After Silicon, Diamond?

Posted:
in General Discussion edited January 2014
See this fascinating article in Wired (attr: MacSurfer).



The upshot is that synthetic diamond is here, it's incredibly pure, it can be manufactured in wafers, and it's $5 per carat. One of the pioneers is responsible for gallium arsenide chips.



Most of the article is concerned with the impact on the loathsome De Beers monopoly, but at the end he talks semiconductors, and the news is good: diamond has been successfully doped with boron to get both of the states necessary. It's ready for use in chipmaking. Someone just has to use it. Japan is pledging $6M a year to the idea, which is a start. Intel says it takes them 10 years to evaluate a new material, and they're not straying from silicon.



Sounds like an opportunity to me. Diamond is nearly impervious to heat, so it will be able to withstand heat densities that silicon never could. And so the march forward can continue. It'll be interesting to see who takes the first step. Certainly, anyone who's invested billions and billions of dollars in silicon-based fabrication is understandably cautious about moving away from that; but one company's risk is another's opportunity.

Comments

  • Reply 1 of 8
    wrong robotwrong robot Posts: 3,907member
    Yeah, I read about this last night, really awesome stuff.



    Although it is certainly a ways a way, at least de beers will be put out.(well, they might be)
  • Reply 2 of 8
    outsideroutsider Posts: 6,008member
    I read it last night too (links from slashdot). How would you go about making a processor from a diamond wafer? I can't imagine making a 8 or 12 inch wafer of diamond and etching it and all. The technology must be in the works however if its being considered. Cool.
  • Reply 3 of 8
    snoopysnoopy Posts: 1,901member
    Think about it. The whole reason it is even being talked about is heat. We already have CPUs that run in the 80 Watt ball park. Is a 160 Watt or 200 Watt processor the answer? Yes, let's have duals and quads, or better yet, a rack full of blades with these babies cooking away. A better answer is to find ways to reduce power and heat, not new ways to cope with even more.
  • Reply 4 of 8
    amorphamorph Posts: 7,112member
    Quote:

    Originally posted by snoopy

    Think about it. The whole reason it is even being talked about is heat. We already have CPUs that run in the 80 Watt ball park. Is a 160 Watt or 200 Watt processor the answer? Yes, let's have duals and quads, or better yet, a rack full of blades with these babies cooking away. A better answer is to find ways to reduce power and heat, not new ways to cope with even more.



    Actually, the issue is heat density, which is dissipation per unit of surface area (effectively, since they're so thin) - and by that measure, CPUs are already approaching reactor cores! So it's possible for a very small 60W CPU to be too hot to be fabbed out of silicon, and that's where diamond comes in.



    The way you make a diamond wafer is detailed in the above-linked article: Condensation of pure carbon out of a plasma onto a flat surface.
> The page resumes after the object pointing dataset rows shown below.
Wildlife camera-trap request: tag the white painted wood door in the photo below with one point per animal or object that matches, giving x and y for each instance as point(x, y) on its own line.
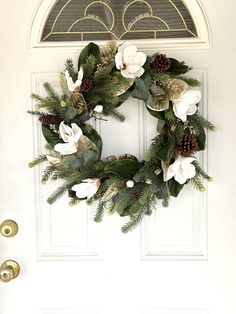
point(182, 260)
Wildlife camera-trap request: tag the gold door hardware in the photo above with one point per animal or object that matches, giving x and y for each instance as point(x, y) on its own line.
point(8, 228)
point(9, 270)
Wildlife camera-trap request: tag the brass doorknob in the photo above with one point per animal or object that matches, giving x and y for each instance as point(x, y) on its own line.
point(9, 228)
point(9, 270)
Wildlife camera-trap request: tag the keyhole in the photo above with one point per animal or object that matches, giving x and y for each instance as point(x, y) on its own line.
point(7, 231)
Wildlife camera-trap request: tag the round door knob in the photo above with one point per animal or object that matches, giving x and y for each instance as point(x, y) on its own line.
point(9, 270)
point(9, 228)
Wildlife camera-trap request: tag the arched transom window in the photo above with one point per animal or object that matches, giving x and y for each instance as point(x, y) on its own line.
point(77, 20)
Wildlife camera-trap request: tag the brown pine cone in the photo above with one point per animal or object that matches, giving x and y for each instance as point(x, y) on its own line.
point(50, 119)
point(188, 145)
point(161, 63)
point(86, 86)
The Apollo process already makes wafers by default, from which ornamental diamonds are cut. They're steadily increasing the size of the wafers. They have a ways to go - if I remember right, they're currently at 10mm - but their wafers are basically square, which would be an win from a process efficiency point of view (given that most fabricated products are square or rectangular).
  • Reply 5 of 8
    leonisleonis Posts: 3,427member
    Diamond.....I am afraid the CPU will be more expensive
  • Reply 6 of 8
    amorphamorph Posts: 7,112member
    Quote:

    Originally posted by Leonis

    Diamond.....I am afraid the CPU will be more expensive



    The expense of diamonds is currently 100% due to supply constraints imposed by De Beers. If there were a free market, you'd be astonished by how cheap they would become.
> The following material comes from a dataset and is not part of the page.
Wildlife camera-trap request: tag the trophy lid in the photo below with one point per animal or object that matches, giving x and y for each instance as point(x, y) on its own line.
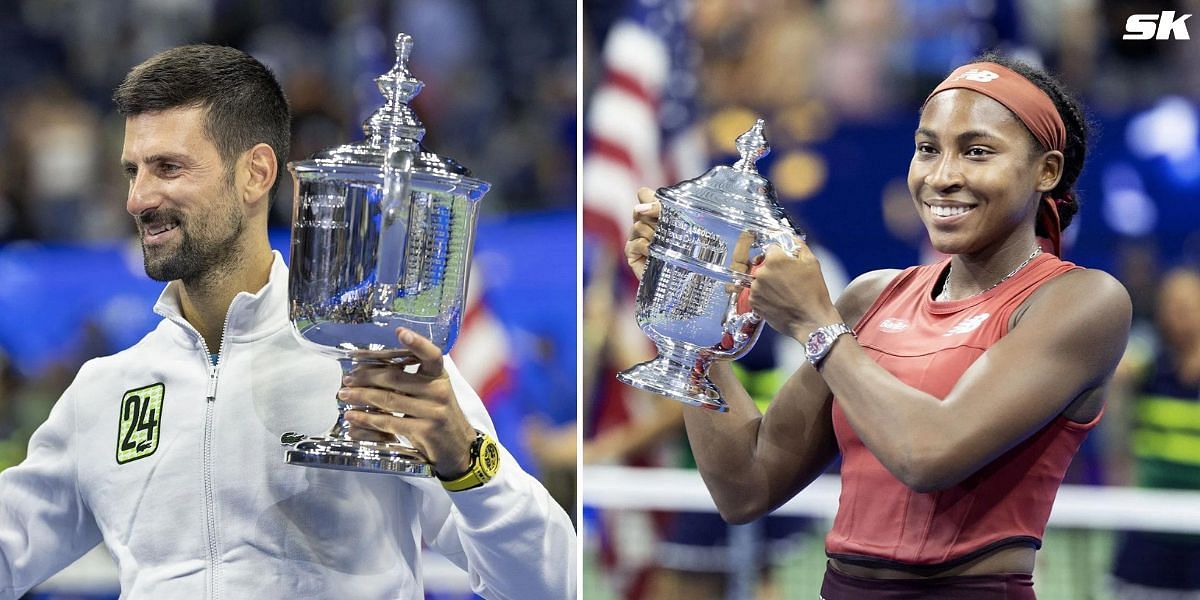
point(394, 126)
point(738, 193)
    Currently, even without any economies of scale to speak of, Apollo's plasma-deposited diamonds cost $5 per carat. That's probably still too expensive to replace silicon right now, but relative to the artificially high cost of jewelry diamonds it's nothing at all.
  • Reply 7 of 8
    Does this mean that SGI will get a chance to re-brand themselves yet again?



    DGI - Diamond Graphics, Inc.



    I don't know that it has the same ring to it...
  • Reply 8 of 8
    snoopysnoopy Posts: 1,901member
    Quote:

    Originally posted by Amorph

    Actually, the issue is heat density, which is dissipation per unit of surface area (effectively, since they're so thin) - and by that measure, CPUs are already approaching reactor cores! . . .
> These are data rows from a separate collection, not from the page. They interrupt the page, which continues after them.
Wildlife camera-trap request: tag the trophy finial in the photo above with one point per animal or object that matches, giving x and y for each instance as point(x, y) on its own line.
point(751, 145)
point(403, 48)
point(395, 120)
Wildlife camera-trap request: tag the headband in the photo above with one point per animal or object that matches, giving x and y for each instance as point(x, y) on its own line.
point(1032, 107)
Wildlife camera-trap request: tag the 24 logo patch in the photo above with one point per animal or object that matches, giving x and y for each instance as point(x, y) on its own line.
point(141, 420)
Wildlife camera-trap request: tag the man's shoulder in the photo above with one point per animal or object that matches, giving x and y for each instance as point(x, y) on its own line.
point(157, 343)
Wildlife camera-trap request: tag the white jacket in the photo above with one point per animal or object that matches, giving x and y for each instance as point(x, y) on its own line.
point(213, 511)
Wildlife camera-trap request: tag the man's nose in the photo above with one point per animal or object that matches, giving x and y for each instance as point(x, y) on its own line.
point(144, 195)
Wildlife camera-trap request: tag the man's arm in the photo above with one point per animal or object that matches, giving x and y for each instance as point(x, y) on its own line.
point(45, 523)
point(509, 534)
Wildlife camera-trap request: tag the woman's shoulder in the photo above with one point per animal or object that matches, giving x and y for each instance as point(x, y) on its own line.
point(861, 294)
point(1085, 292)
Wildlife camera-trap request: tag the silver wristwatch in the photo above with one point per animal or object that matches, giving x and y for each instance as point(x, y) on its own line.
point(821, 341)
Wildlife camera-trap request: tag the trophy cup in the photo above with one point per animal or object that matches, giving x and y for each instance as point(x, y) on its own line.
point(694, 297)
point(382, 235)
    Actually I read the article several days ago, but I was reading fast and missed that one. It's a very funny overstatement. I cannot remember the maximum junction temperature for silicon, but it is somewhere between 100 and 200 degree Celsius I believe. It's true that the chip is very thin, but it is attached to something much more massive with good thermal conductivity to carry heat away. However, it would be interesting to see a graph of chip area vs. power, with a curve showing the limit for silicon. I'd bet it has a long way to go.



    I'm guessing that methods to reduce power (and therefore heat) will be easier to accomplish than making a high performance CPU with diamond transistors. Interesting article, however.